The elves in Santa’s Security Operations Centre (SSOC) are hard at work checking their monitoring dashboards when Elf McDave, one of the workshop employees, knocks on the door. The elf says, “I’ve just clicked on something and now my workstation is behaving in all kinds of weird ways. Can you take a look?”.
Elf McSkidy tasks you, Elf McBlue, to investigate the workstation. Running down to the workshop floor, you see a command prompt running some code. Uh oh! This is not good. You immediately create a memory dump of the workstation and place this dump onto your employee-issued USB stick, returning to the SSOC for further analysis.
You plug the USB into your workstation and begin your investigation.
What is Memory Forensics?
Memory forensics is the analysis of the volatile memory that is in use when a computer is powered on. Computers use dedicated storage devices called Random Access Memory (RAM) to remember what is being performed on the computer at the time. RAM is extremely quick and is the preferred method of storing and accessing data. However, it is limited compared to storage devices such as hard drives. This type of data is volatile because it will be deleted when the computer is powered off. RAM stores data such as your clipboard or unsaved files.

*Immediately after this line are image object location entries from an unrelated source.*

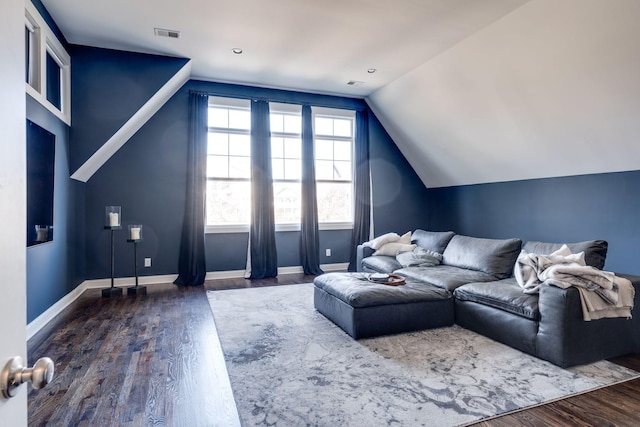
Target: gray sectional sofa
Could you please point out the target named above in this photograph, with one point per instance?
(478, 273)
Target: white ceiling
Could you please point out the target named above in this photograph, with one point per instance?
(315, 46)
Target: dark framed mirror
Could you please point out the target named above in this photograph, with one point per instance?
(41, 146)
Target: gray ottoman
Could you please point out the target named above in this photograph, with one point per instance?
(364, 309)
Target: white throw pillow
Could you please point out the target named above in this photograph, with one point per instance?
(393, 249)
(379, 241)
(406, 238)
(564, 255)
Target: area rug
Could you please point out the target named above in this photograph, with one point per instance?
(290, 366)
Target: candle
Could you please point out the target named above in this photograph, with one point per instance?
(42, 233)
(135, 233)
(114, 221)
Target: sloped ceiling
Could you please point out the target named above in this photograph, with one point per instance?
(552, 89)
(315, 46)
(471, 91)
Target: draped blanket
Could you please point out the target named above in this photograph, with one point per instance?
(602, 293)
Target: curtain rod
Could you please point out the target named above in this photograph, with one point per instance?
(254, 98)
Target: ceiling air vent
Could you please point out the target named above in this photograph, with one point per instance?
(172, 34)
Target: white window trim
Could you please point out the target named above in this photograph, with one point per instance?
(281, 108)
(46, 41)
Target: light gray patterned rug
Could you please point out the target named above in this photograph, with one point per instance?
(290, 366)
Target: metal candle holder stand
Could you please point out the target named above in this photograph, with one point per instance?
(136, 290)
(112, 291)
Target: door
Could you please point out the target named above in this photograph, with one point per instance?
(13, 282)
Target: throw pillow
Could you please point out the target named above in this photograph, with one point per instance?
(419, 257)
(379, 241)
(406, 238)
(393, 249)
(564, 256)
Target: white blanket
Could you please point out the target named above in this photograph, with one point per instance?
(602, 293)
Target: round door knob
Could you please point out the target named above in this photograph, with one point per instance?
(15, 374)
(41, 374)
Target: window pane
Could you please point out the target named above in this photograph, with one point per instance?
(324, 126)
(277, 168)
(54, 82)
(239, 167)
(239, 145)
(218, 143)
(217, 166)
(324, 169)
(228, 202)
(293, 169)
(342, 127)
(292, 148)
(239, 119)
(218, 117)
(277, 147)
(292, 124)
(342, 150)
(324, 149)
(277, 122)
(27, 54)
(342, 170)
(286, 197)
(334, 202)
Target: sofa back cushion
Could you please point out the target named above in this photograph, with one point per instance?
(435, 241)
(595, 251)
(491, 256)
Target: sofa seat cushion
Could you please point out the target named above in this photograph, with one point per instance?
(445, 276)
(595, 251)
(492, 256)
(355, 290)
(380, 264)
(504, 294)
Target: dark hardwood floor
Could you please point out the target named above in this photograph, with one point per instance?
(145, 360)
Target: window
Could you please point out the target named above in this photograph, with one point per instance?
(31, 36)
(334, 141)
(228, 163)
(228, 192)
(286, 161)
(54, 81)
(47, 66)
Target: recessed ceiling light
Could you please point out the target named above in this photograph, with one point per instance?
(173, 34)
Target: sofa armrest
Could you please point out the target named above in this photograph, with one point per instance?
(565, 339)
(361, 253)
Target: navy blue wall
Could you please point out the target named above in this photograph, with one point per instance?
(147, 177)
(107, 88)
(57, 267)
(567, 209)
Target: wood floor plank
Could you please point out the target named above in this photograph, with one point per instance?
(147, 360)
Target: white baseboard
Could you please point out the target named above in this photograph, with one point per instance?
(41, 321)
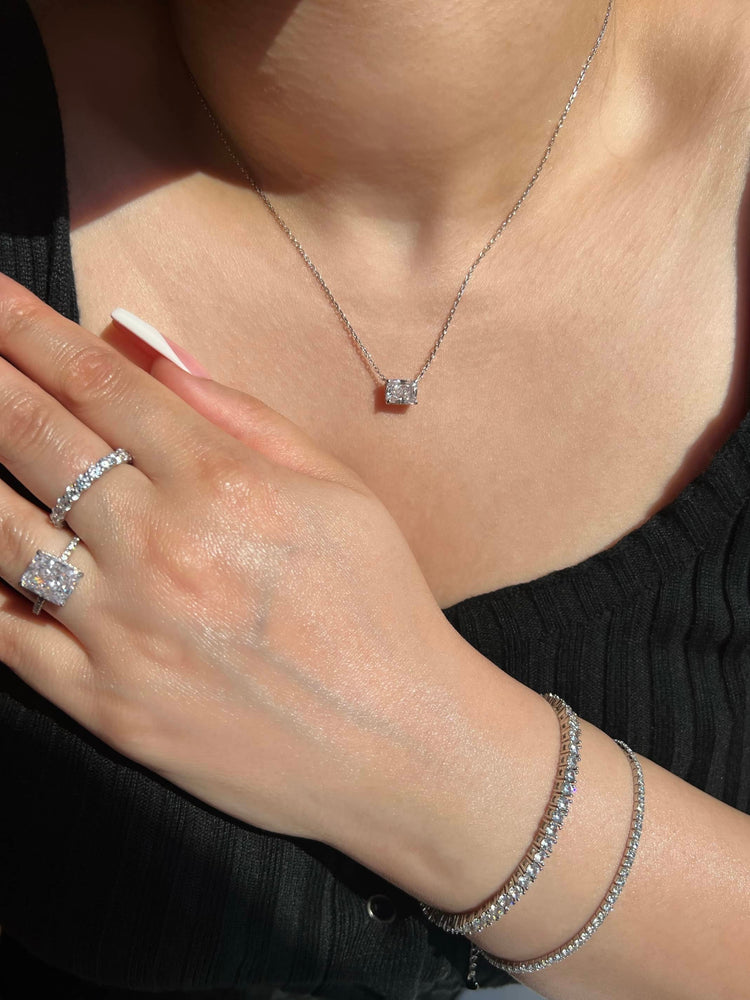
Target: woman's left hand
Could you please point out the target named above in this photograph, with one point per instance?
(251, 623)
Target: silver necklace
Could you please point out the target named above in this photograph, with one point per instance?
(402, 391)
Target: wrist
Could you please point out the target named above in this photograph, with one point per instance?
(464, 810)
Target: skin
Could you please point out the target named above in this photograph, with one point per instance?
(646, 192)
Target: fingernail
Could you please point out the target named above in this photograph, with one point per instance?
(167, 348)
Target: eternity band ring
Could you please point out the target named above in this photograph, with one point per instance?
(51, 578)
(84, 482)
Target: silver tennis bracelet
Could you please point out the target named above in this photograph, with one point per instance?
(478, 919)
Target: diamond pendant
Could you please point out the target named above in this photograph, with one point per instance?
(401, 392)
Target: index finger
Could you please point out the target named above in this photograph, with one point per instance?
(109, 394)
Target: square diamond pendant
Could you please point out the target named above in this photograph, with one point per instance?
(50, 578)
(401, 392)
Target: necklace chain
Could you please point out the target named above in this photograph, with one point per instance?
(477, 260)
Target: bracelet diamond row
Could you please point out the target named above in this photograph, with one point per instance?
(526, 872)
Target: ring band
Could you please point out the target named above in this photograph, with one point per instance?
(87, 479)
(51, 578)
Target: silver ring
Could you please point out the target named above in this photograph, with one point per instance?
(51, 578)
(86, 480)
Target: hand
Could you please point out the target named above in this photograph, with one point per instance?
(251, 624)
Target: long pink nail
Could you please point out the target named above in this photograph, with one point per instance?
(158, 342)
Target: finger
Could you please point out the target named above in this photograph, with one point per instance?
(256, 424)
(43, 653)
(112, 396)
(24, 532)
(45, 447)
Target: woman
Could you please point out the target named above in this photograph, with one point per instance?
(295, 694)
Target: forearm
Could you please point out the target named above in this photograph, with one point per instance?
(681, 927)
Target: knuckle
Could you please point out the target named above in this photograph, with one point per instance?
(90, 373)
(26, 420)
(181, 563)
(19, 314)
(16, 542)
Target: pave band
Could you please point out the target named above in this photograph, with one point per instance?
(51, 578)
(605, 907)
(541, 846)
(84, 482)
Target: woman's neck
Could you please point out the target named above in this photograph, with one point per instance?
(397, 110)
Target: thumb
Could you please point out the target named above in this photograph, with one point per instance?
(244, 417)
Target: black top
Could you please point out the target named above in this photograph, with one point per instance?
(114, 881)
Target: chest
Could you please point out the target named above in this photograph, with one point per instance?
(593, 367)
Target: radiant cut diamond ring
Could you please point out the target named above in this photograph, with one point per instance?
(51, 578)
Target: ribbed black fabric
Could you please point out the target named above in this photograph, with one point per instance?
(115, 882)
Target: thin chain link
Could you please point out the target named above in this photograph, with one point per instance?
(480, 256)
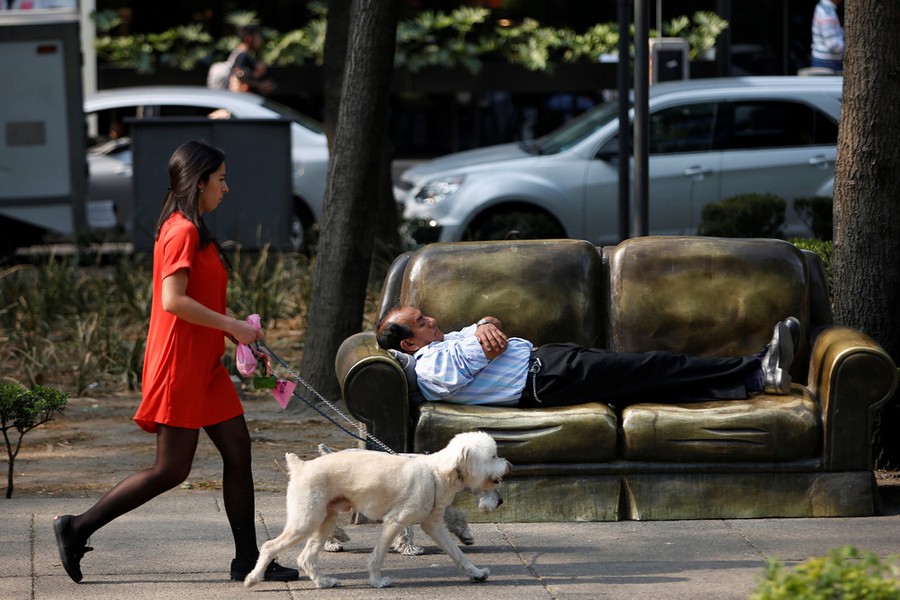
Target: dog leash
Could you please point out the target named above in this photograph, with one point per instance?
(261, 346)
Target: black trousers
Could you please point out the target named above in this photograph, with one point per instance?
(564, 374)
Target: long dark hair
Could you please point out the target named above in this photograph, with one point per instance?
(191, 164)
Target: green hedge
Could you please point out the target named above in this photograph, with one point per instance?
(746, 215)
(463, 37)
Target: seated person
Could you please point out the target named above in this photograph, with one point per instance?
(482, 365)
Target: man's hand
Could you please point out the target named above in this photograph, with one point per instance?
(492, 339)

We can analyse a computer’s memory to see what applications (processes), what network connections were being made, and many more useful pieces of information. For example, we can analyse the memory of a computer infected with malware to see what the malware was doing at the time.
Let’s think about cooking. You normally store all of your food in the fridge – a hard drive is this fridge. When you are cooking, you will store ingredients on the kitchen counter so that you can quickly access them, but the kitchen counter (RAM) is much smaller than a fridge (hard drive)
Why is Memory Forensics Useful?
Memory forensics is an extremely important element when investigating a computer. A memory dump is a full capture of what was happening on the Computer at the time, for example, network connections or things running in the background. Most of the time, malicious code attempts to hide from the user. However, it cannot hide from memory.
We can use this capture of the memory for analysis at a later date, especially as the memory on the computer will eventually be lost (if, for example, we power off the computer to prevent malware from spreading). By analysing the memory, we can discover exactly what the malware was doing, who it was contacting, and such forth.
An Introduction to Processes
At the simplest, a process is a running program. For example, a process is created when running an instance of notepad. You can have multiple processes for an application (for example, running three instances of notepad will create three processes). This is important to know because being able to determine what processes were running on the computer will tell us what applications were running at the time of the capture.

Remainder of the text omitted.